Abstract
Background and objective
The standard approach for phenotyping of the human arylamine N-acetyltransferase 2 (NAT2) uses urinary caffeine metabolite ratios after a caffeine test dose taken in after methylxanthine abstinence. We tested whether these standardization measures were still needed when a more sensitive quantification technique was used.
Methods
A new liquid chromatography/tandem mass spectrometry (LC-MS/MS) method for the quantification of the caffeine metabolites 5-acetylamino-6-formylamino-3-methyluracil (AFMU), 5-acetylamino-6-amino-3-methyluracil (AAMU), 1-methylxanthine (1X), and 1-methylurate (1U) was developed.
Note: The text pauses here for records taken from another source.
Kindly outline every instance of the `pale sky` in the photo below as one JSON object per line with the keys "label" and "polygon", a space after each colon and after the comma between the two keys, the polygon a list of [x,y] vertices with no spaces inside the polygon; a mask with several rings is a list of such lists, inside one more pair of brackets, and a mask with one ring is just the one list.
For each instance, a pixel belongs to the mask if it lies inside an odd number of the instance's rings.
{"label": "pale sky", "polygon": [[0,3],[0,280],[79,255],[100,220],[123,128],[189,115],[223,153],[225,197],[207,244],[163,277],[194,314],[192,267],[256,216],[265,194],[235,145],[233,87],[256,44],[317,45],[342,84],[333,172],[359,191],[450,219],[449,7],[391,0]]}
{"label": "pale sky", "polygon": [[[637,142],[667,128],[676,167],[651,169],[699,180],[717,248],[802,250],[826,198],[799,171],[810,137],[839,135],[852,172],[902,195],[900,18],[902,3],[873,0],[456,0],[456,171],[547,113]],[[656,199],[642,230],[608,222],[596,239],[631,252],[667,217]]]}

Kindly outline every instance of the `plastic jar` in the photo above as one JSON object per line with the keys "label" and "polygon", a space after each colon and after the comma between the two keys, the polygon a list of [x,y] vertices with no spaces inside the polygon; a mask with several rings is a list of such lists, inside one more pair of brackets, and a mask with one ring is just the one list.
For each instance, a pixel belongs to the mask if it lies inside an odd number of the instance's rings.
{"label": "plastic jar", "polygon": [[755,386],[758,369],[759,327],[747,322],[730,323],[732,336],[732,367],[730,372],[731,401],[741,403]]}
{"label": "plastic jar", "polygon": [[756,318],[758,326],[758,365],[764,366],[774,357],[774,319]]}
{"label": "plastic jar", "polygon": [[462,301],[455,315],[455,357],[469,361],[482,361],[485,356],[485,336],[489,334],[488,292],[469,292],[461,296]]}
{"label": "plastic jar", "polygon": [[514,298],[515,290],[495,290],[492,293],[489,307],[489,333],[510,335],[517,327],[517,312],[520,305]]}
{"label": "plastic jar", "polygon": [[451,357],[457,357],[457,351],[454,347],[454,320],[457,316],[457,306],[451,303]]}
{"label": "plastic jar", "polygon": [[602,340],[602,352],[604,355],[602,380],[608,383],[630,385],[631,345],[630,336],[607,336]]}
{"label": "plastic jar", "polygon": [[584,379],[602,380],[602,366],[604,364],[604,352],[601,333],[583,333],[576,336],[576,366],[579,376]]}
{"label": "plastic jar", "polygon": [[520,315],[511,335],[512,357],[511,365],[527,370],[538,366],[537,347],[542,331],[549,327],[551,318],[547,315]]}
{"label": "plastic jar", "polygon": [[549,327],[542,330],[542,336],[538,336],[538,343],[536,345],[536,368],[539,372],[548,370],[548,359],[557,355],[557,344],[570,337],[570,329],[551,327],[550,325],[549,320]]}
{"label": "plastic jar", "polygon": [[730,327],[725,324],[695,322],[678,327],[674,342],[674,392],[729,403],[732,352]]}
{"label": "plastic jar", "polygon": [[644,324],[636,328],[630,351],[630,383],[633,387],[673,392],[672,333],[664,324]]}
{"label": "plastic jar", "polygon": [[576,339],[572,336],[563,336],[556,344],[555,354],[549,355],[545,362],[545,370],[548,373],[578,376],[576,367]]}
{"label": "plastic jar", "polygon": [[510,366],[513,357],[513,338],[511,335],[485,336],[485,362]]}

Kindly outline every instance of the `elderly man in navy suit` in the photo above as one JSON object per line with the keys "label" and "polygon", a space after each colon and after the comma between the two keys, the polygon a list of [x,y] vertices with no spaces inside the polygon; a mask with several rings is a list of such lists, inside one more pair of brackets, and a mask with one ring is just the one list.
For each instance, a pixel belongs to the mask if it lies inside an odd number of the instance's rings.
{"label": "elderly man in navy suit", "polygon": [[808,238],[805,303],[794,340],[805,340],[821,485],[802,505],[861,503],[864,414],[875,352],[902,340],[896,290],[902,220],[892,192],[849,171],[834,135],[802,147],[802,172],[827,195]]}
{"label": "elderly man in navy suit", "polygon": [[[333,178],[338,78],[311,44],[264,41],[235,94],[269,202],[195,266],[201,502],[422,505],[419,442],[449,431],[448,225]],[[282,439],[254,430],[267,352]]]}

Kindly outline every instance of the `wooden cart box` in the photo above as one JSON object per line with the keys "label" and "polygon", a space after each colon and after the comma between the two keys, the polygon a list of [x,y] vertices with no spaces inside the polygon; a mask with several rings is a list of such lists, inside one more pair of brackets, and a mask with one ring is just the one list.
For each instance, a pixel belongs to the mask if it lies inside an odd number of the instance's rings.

Urine samples from 77 healthy volunteers collected before and 5–6 h after oral intake of 150–200 mg caffeine were analyzed. The lower limits of quantification were 0.1 µg/ml for caffeine, 1X, 1U, and AFMU, and 0.2 µg/ml for AAMU.
Results
The urinary NAT2 ratios (AFMU+AAMU) / (AFMU+AAMU+1X+1U) before and after caffeine intake correlated well in 65 volunteers (r2=0.827; P<0.0001). In 12 participants (16%), metabolite concentrations in urine before caffeine intake were below the quantification limit. NAT2 genotyping, done in 41 volunteers for four SNPs, corroborated the phenotyping results.
Conclusion
NAT2 activity can be determined from a spontaneous urine probe in most subjects by quantification of caffeine metabolites arising from non-standardized dietary caffeine exposure using LC-MS/MS. This may facilitate the phenotyping procedure.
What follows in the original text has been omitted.